Dann kam '86 die Hobbythek mit einem Sesselrad zum selber bauen. Der Hobbytip gab die entscheidende Motivation, ein LR selber zu bauen - allerdings nach eigenen Ideen.
Mit meinem Bruder baute ich in bester Bastlermanier ein gartenzaun-grünes 20-zoll-Klapprad zu einem Liegerad mit (semi-)Linearantrieb um. Das Ding fuhr ganz gut, der Antrieb war aber völliger Murks - aber, das war für meinen Bruder und mich richtungsweisend, es war schon ein Kurzlieger.
Es dauerte noch eine Weile, bis bei uns die Idee und Motivation für einen kompletten Neubau reifte. Wir brauchten auch Werkzeug usw..
1-2 Jahre später stand der erste Eigenbau auf seinen Rädern: ein Kurzlieger mit flachem Diamantrahmen (Oberrohr in 'oversized'), indirekter Untenlenkung und Netzsitz.
Die indirekte Untenlenkung war damals bei Kurzliegern wenig verbreitet, erschien uns aber sinnvoll, um eine günstigere Schwerpunktlage im Vergleich zu Kurzliegern mit direkter Untenlenkung zu bekommen. Das Konzept bestätigte sich dann auch schnell im Alltag: damit waren deutlich kürzere Bremswege als mit direkt gelenkten Kurzliegern möglich. Das war uns wichtig.
Viele spezifische Teile, wie Lenkrohre und ausfallenden bezogen wir von Radius.
Zwei Brüder brauchen natürlich zwei Liegeräder. Also wurde ein weiteres gebaut. Diesmal sollte es sportlicher werden. Irgendwo hatte ich ein LR mit Gitterrohrrahmen gesehen. Das fand ich interessant. Modell Nr.3 wurde kurzerhand ähnlich wie Nr.2 gebaut - allerdings mit filigranem Gitterrohrrahmen.
Es war tatsächlich deutlich leichter, auch hatten wir jetzt mehr Erfahrung beim Bauen gesammelt, so dass die Bauausführung besser als bei Nr.1 und Nr.2 war.
1989 kam die HPV-EM nach Münster. Ich wollte natürlich mit fahren und trainierte mit meinem leichten Flitzer reichlich. Ich konnte gut Tempo machen und fühlte mich gut genug für einen Teilnahme - doch dann , ca. 2 Wochen vor der EM, brach bei einer Trainingsfahrt bei Top-Speed der Rahmen vor dem Lenkrohr einfach ab. Ich konnte mit Ach und Krach einen schweren Unfall vermeiden und bekam den Schrotthaufen noch einigermaßen gut zum Stehen. Das war's mit meiner EM-Teilnehme. Der Rahmenbruch war in der kurzen Zeit nicht reparierbar - ich konnte es nur flicken, um es in einem fahrbaren Zustand zu versetzten. Top-Leistung ging damit aber nicht mehr.

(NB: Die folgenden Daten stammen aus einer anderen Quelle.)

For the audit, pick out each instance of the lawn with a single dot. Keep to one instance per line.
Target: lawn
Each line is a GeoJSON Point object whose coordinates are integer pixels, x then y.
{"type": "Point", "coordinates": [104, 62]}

Egal. Die EM war eine riesige Inspiration für uns. Und so wurden weitere LRs gebaut, jedes Mal besser in der Konstruktion und Bauausführung. Das Fastest Bike in Town von Martin Staubach hatte uns damals sehr stark inspiriert. Wir entwickelten auch eine eigene Vorderadbremse, ähnlich der heutigen V-Breaks, um das obere Rahmenrohr noch dichter über das Vorderrad rücken zu können. - Allerdings blieben wir bei der indirekten Lenkung, die einen etwas größeren Radstand erlaubte und dadurch sehr gute Fahreigenschaften bot.
Nr.4 und vor allem Nr.5 waren dann schon richtig gute LRs. Leicht, schnell und voll alltagstauglich. Selbst Details wie einen per Schalthebel vom Lenker aus schaltbaren Walzendynamo hatten sie.
Es kam dann auch noch ein Anhänger mit Auflaufbremse dazu...
Ab Anfang der 90er wurde der Kontakt zu Peter Ronge und Andreas Fortmeier von Radius intensiver, was letztlich dazu führte, dass ich irgendwann im Studium auch mal aushilfsweise dort als Rahmenbauer jobbte. Ich kann mich heute noch daran erinnern dass dort im Materiallager das Radius Rennrad (R4 ?) unter der Decke hing, das mit schnittiger Vollverkleidung bei der EM '89 im 200-m-Sprint knappe 80 Sachen erreichte. Beindruckend und leider heute fast vergessen!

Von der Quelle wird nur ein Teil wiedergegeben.